Use reference-to-video when your biggest risk is drift:

  • face identity changes
  • the product changes shape
  • hands break during interaction
  • wardrobe or props mutate
  • the scene loses continuity across retries

If you only need to animate a still image, image-to-video is simpler. Use reference-to-video when continuity matters more than simplicity.

Give each reference a job

The cleanest reference workflows usually assign roles like this:

ReferenceBest role
Image 1main identity or hero object
Image 2supporting angle, outfit, or product detail
Image 3optional color, environment, or secondary continuity cue

Do not upload three images that all fight each other on pose, lighting, and styling. More references only help when they are aligned.

What makes a strong reference set

Your references should agree on the things you want preserved:

  • same person or same product
  • compatible lighting logic
  • compatible styling
  • similar quality level

Your references should not disagree on:

  • age or face shape
  • product proportions
  • costume color
  • camera distance

Conflicting references make the model average them, which is where drift starts.

The best prompt structure for reference mode

In reference mode, the order changes slightly:

  1. state the stability rule
  2. define the action
  3. define one camera move
  4. define style
  5. define constraints

Example:

@Image1 creator identity remains consistent, holds the skincare bottle near the face, subtle push-in, soft daylight beauty review setup, no face drift no finger artifacts no bottle shape change

The key difference is that consistency comes before atmosphere.

When reference mode is the better answer

Reference-to-video is usually the better choice when:

  • a creator must remain recognizable
  • a product demo depends on accurate shape
  • hands are touching the hero object
  • multiple retries need to stay on-brand
  • you are building a sequence from several short clips

This is especially relevant for:

  • UGC ads
  • beauty demos
  • packaging shots
  • fashion accessories
  • creator explainers

Common reference mistakes

Using references to solve a prompt problem

If the scene is vague, references will not save it. You still need:

  • one clear action
  • one camera instruction
  • one stable visual hierarchy

Using too many visual ideas in one shot

Reference mode is for protecting continuity, not for asking the model to do everything at once. Keep the shot narrow:

  • one action
  • one hero subject
  • one focal intention

Forgetting to protect hands

If hands are on screen, say so in the negative prompt. Hand stability does not improve just because references exist.
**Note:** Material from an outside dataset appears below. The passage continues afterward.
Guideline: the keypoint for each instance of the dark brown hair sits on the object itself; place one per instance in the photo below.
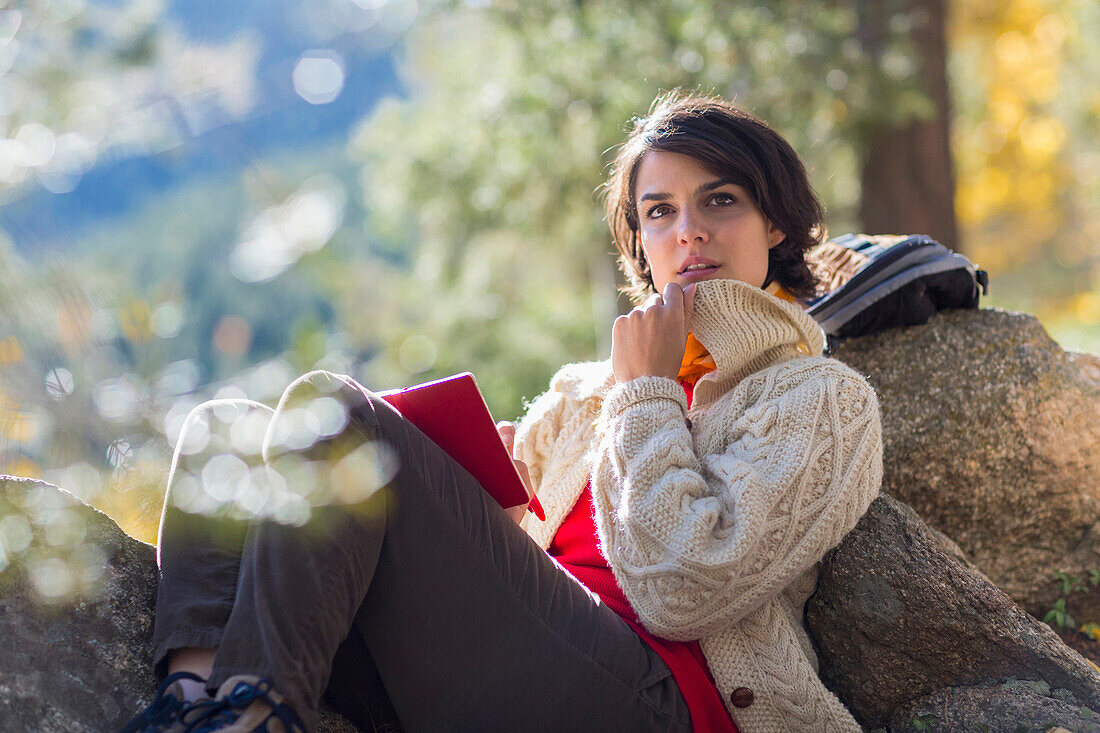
(737, 146)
A simple reference workflow

For creators

  • Image 1: clear face and upper-body anchor
  • Image 2: product hold or outfit support
  • Prompt: one speaking or holding action only

For products

  • Image 1: clean hero packshot
  • Image 2: alternate angle or material detail
  • Prompt: one reveal or one hold, not a full mini-commercial

For characters

  • Image 1: identity anchor
  • Image 2: costume or silhouette support
  • Image 3: optional environment palette if it does not conflict

Failure modes and fixes

ProblemLikely causeFirst fix
Face changes across framesreferences conflict or action is too bigreduce pose change and use one clearer anchor
Product shape driftstoo much camera motionsimplify the move and name geometry preservation
Hands still breakthe hand action is too expressiveuse a simpler gesture and strengthen hand constraints
Output looks stiffcontinuity rules are too dominantkeep the lock rule, then add one subtle motion layer

When to switch back out of reference mode

If you notice that the output is stable but too stiff, that may mean the problem is no longer continuity. At that point:

  • switch to image-to-video if the first frame matters most
  • switch to text-to-video if you want broader creative exploration

Reference mode is strongest when protecting identity is the main objective.